Os exames e procedimentos de abril vão influenciar na última cirurgia, quando elas serão separadas definitivamente e os médicos farão a reconstituição craniana. As gêmeas fizeram exames de tomografia computadorizada e ressonância magnética.
As imagens obtidas, além de auxiliar no procedimento de abril, foram utilizadas para o planejamento desta nova neurocirurgia. A equipe do professor doutor Jayme Farina Júnior promoveu a inserção de expansores de tecido. A bolsa é feita em silicone e todo o conjunto – junto com catéter e válvula ficam instalados sob a pele.

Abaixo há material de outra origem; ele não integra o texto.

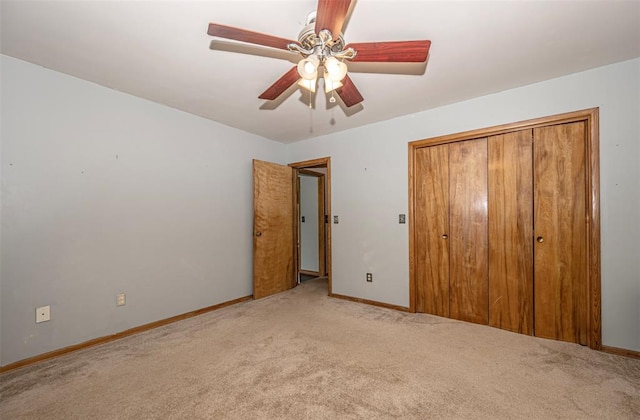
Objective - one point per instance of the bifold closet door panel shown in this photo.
(468, 249)
(511, 232)
(432, 228)
(560, 253)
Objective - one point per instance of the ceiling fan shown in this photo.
(322, 47)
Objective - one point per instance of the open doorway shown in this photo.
(313, 209)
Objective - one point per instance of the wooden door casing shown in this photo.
(468, 240)
(273, 229)
(585, 311)
(560, 254)
(511, 231)
(432, 219)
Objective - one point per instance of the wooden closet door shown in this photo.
(468, 248)
(511, 232)
(560, 230)
(431, 224)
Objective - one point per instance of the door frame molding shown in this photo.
(592, 164)
(321, 224)
(324, 162)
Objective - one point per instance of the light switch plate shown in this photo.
(43, 314)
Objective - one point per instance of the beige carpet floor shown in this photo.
(303, 355)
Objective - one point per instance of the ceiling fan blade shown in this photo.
(280, 85)
(349, 93)
(230, 32)
(394, 51)
(331, 15)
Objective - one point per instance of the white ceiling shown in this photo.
(160, 50)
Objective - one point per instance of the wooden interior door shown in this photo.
(560, 224)
(273, 229)
(432, 223)
(511, 231)
(468, 242)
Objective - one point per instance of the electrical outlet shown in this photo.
(43, 314)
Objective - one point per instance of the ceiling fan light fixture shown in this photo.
(308, 67)
(330, 85)
(336, 70)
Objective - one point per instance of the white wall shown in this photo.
(309, 252)
(104, 193)
(369, 178)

Periodicamente está sendo introduzido soro fisiológico na bolsa. O objetivo é garantir o progressivo aumento de volume e ampliação da pele que recobre a cabeça das meninas. A equipe do Hemocentro de Ribeirão Preto também participou do procedimento. Eles fizeram a punção da crista ilíaca (osso do quadril) para a coleta das células-tronco. O material será cultivado e preparado para futura utilização.
Inovação
Células-tronco são células colhidas na medula óssea que podem se diferenciar para a produção de diferentes tecidos e formar ossos, cartilagens ou gordura. A partir do procedimento, as células-tronco serão multiplicadas e serão utilizadas para a formação óssea na reconstrução craniana das meninas.
Esta é a primeira vez no mundo que essa tecnologia será utilizada na reconstrução dos ossos de gêmeas craniópagas e é a primeira vez no Brasil em que as células-tronco colaborarão na reconstrução craniana. Em uma simplificação, os fragmentos ósseos são azulejos e o material que vai conter as células-tronco é o rejunte.
Na última cirurgia, quando a equipe da cirurgia plástica for reconstruir o crânio, as células-tronco estarão presentes em dois materiais: o primeiro, uma espécie da massa que preencherá os espaços entre os fragmentos de ossos, e o segundo, um gel que cobrirá e fará uma camada protetora. A equipe e a família das gêmeas estão otimistas. As meninas são filhas de Talita Francisco e Vinícius dos Santos Cestari.
A primeira
A incidência de gêmeos unidos pela cabeça é extremamente rara, representando um caso em cada 2,5 milhões de nascimentos. No Brasil, a primeira separação de siamesas craniópagas, as gêmeas Maria Ysadora e Maria Ysabelle, ocorreu em outubro de 2018, após cinco procedimentos cirúrgicos, pela equipe do Hospital das Clínicas de Ribeirão Preto e HC Criança.
Nos Estados Unidos, uma cirurgia de separação como a delas custa cerca de R$ 9 milhões. O caso foi acompanhado pelo médico norte-americano James Goodrich, referência internacional em intervenções com gêmeos siameses e que faleceu por covid-19 em 2020.